The agreement aims at improving international tax law enforcement and implementing the provisions of the US Foreign Accounts Tax Compliance Act (FATCA). The pact calls for the Israel Tax Authority to turn over information on American account holders to the IRS in America by September 30, 2015, but since the pact has yet to be ratified by the Knesset, Israeli authorities will put a temporary hold on enforcing the process.
The Finance Ministry’s Frida Israeli, who headed up the negotiations team, hailed the pact, saying, “The agreement marks a milestone in international cooperation in exchanging information between tax authorities.”
The agreement places Israel among the already 28 nations who have who have signed onto the U.S. Foreign Accounts Tax Compliance Act (FACTA) which was created to hunt down U.S. individuals and corporations using accounts in foreign nations as tax shelters.
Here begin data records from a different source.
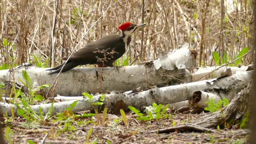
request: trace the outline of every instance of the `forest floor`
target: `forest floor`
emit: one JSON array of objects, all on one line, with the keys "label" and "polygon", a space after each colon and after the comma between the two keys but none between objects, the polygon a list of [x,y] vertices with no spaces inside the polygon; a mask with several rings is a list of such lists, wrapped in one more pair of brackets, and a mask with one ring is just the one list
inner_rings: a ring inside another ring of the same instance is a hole
[{"label": "forest floor", "polygon": [[53,117],[45,124],[28,122],[18,118],[16,122],[10,123],[14,132],[10,141],[13,144],[27,144],[28,140],[36,144],[244,144],[249,139],[249,130],[234,126],[230,129],[216,127],[211,129],[211,132],[176,131],[149,134],[153,131],[189,123],[206,115],[203,112],[181,114],[168,111],[168,118],[151,121],[137,120],[136,115],[127,113],[127,128],[123,121],[118,120],[121,117],[111,114],[107,116],[109,121],[106,127],[97,124],[95,116],[73,118],[68,122],[53,122],[57,119]]}]

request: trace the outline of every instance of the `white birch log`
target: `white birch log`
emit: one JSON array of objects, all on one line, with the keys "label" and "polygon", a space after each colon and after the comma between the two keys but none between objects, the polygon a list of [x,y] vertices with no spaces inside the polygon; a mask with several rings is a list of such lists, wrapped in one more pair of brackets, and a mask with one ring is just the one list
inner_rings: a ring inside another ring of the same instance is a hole
[{"label": "white birch log", "polygon": [[[141,87],[163,86],[187,81],[186,69],[194,69],[195,60],[187,47],[176,50],[154,61],[135,65],[115,67],[75,68],[60,74],[55,94],[81,95],[83,92],[96,93],[100,91],[128,91]],[[46,69],[21,66],[14,69],[16,82],[23,79],[23,70],[39,85],[51,85],[57,74],[49,75]],[[102,69],[103,78],[100,79]],[[0,83],[12,80],[9,70],[0,71]]]},{"label": "white birch log", "polygon": [[[226,98],[227,97],[227,96],[225,97]],[[203,108],[208,106],[208,104],[206,103],[206,102],[208,101],[210,98],[214,99],[214,103],[217,103],[220,99],[222,99],[220,95],[216,92],[205,92],[202,91],[198,91],[194,92],[194,94],[192,97],[192,101],[194,101],[194,103],[192,103],[191,104],[195,105],[198,107]],[[227,98],[227,99],[228,99],[229,98]]]},{"label": "white birch log", "polygon": [[[132,106],[140,110],[142,110],[144,106],[151,105],[154,102],[167,104],[190,100],[194,92],[199,90],[224,90],[226,92],[230,91],[236,94],[252,79],[253,73],[253,71],[237,72],[231,76],[219,79],[204,80],[160,88],[156,87],[147,91],[135,93],[126,94],[125,92],[112,92],[110,94],[105,95],[103,102],[105,107],[113,109],[115,104],[118,101],[122,100],[126,106]],[[230,89],[230,88],[234,88],[233,85],[236,86],[236,89]],[[232,94],[232,92],[230,95],[236,95],[236,94]],[[101,95],[94,96],[92,101],[98,101]],[[87,98],[78,101],[76,105],[72,109],[73,112],[92,109],[92,102],[89,101]],[[54,103],[53,113],[54,114],[63,111],[65,108],[69,107],[69,105],[74,101],[73,100]],[[31,107],[33,110],[39,111],[40,106],[42,108],[43,114],[45,114],[48,111],[50,106],[51,104],[49,104],[33,105]],[[0,107],[3,107],[3,103],[0,103]],[[10,112],[7,111],[8,114]],[[15,113],[16,112],[15,111]],[[0,111],[0,114],[3,114],[3,112],[4,111]]]},{"label": "white birch log", "polygon": [[226,66],[215,70],[219,69],[220,66],[221,66],[207,67],[206,68],[200,67],[196,72],[191,74],[191,79],[188,81],[190,82],[196,82],[219,78],[221,76],[221,74],[224,72],[228,69],[231,69],[232,74],[233,75],[236,72],[246,71],[248,68],[248,66],[242,66],[241,68],[234,66]]}]

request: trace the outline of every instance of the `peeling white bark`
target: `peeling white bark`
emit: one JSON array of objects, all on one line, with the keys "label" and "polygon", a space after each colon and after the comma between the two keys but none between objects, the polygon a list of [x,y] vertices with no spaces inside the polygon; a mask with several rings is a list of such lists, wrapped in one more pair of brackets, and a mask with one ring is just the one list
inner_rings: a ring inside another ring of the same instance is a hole
[{"label": "peeling white bark", "polygon": [[[233,95],[233,97],[249,82],[252,79],[253,74],[253,71],[237,72],[231,76],[219,79],[215,79],[161,88],[155,87],[147,91],[128,94],[124,92],[113,92],[110,94],[105,95],[103,102],[105,107],[113,109],[115,104],[117,101],[122,100],[127,106],[132,106],[140,110],[142,110],[144,107],[151,105],[154,102],[167,104],[190,100],[194,92],[197,91],[211,89],[224,90],[229,92],[230,93],[229,95]],[[230,88],[236,88],[230,89]],[[101,95],[94,96],[92,101],[98,101]],[[76,105],[72,109],[73,112],[92,109],[91,102],[89,101],[88,99],[83,98],[78,101]],[[63,111],[65,108],[69,107],[69,105],[74,101],[72,100],[54,103],[53,113],[54,114]],[[38,111],[39,108],[40,106],[42,108],[43,114],[45,114],[48,111],[50,105],[51,104],[49,104],[33,105],[31,107],[33,110]],[[4,106],[3,103],[0,103],[0,107]],[[7,110],[7,108],[4,109],[4,111],[6,110],[9,114],[10,112]],[[0,111],[0,114],[3,114],[4,111]],[[15,111],[15,112],[16,112]]]},{"label": "peeling white bark", "polygon": [[[206,79],[210,79],[215,78],[219,78],[221,76],[221,73],[224,72],[227,69],[230,69],[232,75],[236,72],[246,71],[248,67],[242,66],[241,68],[237,67],[226,66],[219,69],[220,66],[207,67],[206,68],[200,67],[195,73],[191,74],[191,79],[189,80],[190,82],[202,81]],[[213,71],[215,71],[212,72]]]},{"label": "peeling white bark", "polygon": [[[96,93],[100,91],[128,91],[141,87],[164,86],[169,84],[179,84],[187,81],[185,69],[194,69],[196,62],[187,47],[177,50],[154,61],[119,69],[115,67],[75,68],[62,73],[58,78],[55,94],[61,95],[81,95],[83,92]],[[189,64],[189,65],[188,64]],[[103,79],[101,75],[104,69]],[[23,79],[23,70],[39,85],[51,85],[56,74],[48,75],[46,69],[34,66],[22,66],[14,69],[17,80]],[[146,71],[147,72],[146,72]],[[12,81],[9,70],[0,71],[0,83]]]}]

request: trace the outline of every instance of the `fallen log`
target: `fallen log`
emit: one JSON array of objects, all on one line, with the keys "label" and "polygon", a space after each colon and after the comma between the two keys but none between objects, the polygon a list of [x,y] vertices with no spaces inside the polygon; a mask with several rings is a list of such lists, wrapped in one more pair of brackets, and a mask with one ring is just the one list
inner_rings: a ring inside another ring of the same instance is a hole
[{"label": "fallen log", "polygon": [[223,108],[223,110],[203,116],[191,123],[200,127],[209,128],[221,125],[226,122],[229,123],[230,126],[232,126],[236,120],[242,118],[248,111],[248,104],[252,98],[250,91],[252,83],[252,81],[249,82],[246,88],[236,95],[229,105]]},{"label": "fallen log", "polygon": [[[72,69],[61,73],[58,77],[55,95],[81,95],[83,92],[95,94],[106,91],[129,91],[140,87],[165,86],[187,82],[186,70],[196,67],[194,56],[187,46],[184,46],[160,59],[135,65],[120,68],[82,68]],[[30,78],[40,85],[51,85],[56,74],[48,75],[46,69],[33,66],[17,67],[10,71],[0,71],[0,83],[13,81],[22,85],[19,79],[24,80],[22,70],[26,70]]]},{"label": "fallen log", "polygon": [[[154,88],[140,92],[127,94],[120,92],[112,92],[110,94],[106,94],[103,101],[105,107],[111,110],[114,109],[115,104],[118,101],[124,101],[126,107],[128,105],[135,107],[142,111],[144,107],[151,105],[154,102],[158,104],[167,104],[186,100],[190,100],[194,92],[198,90],[206,91],[215,89],[225,90],[226,92],[231,90],[236,93],[244,88],[251,81],[253,71],[237,72],[232,75],[221,79],[204,80],[185,84],[173,85],[163,88]],[[230,89],[233,85],[237,87],[235,90]],[[92,102],[97,102],[102,95],[94,96],[91,101],[87,98],[79,99],[75,106],[72,110],[74,112],[92,110]],[[55,103],[53,111],[53,114],[63,111],[66,108],[69,107],[69,105],[75,100]],[[14,107],[14,112],[16,112],[16,106],[10,104],[0,103],[0,106],[3,108],[0,111],[3,114],[5,111],[10,114],[10,107]],[[49,111],[51,104],[31,106],[32,109],[39,111],[41,107],[43,114],[46,114]],[[9,108],[7,108],[9,107]],[[8,110],[9,109],[9,110]]]}]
Appendix 1 of the agreement sets out guidelines for financial institutions on how to identify accounts that will be subject to the reporting requirements. Appendix 2 lists entities and types of account will be exempt from the requirements. Pension fund managers will not be obliged to report on pension savings accounts, and entities that present a low risk of tax avoidance, such as advanced trainings funds, provident funds for special purposes like sickness and vacations, and trustees of employee options schemes, will also be exempt.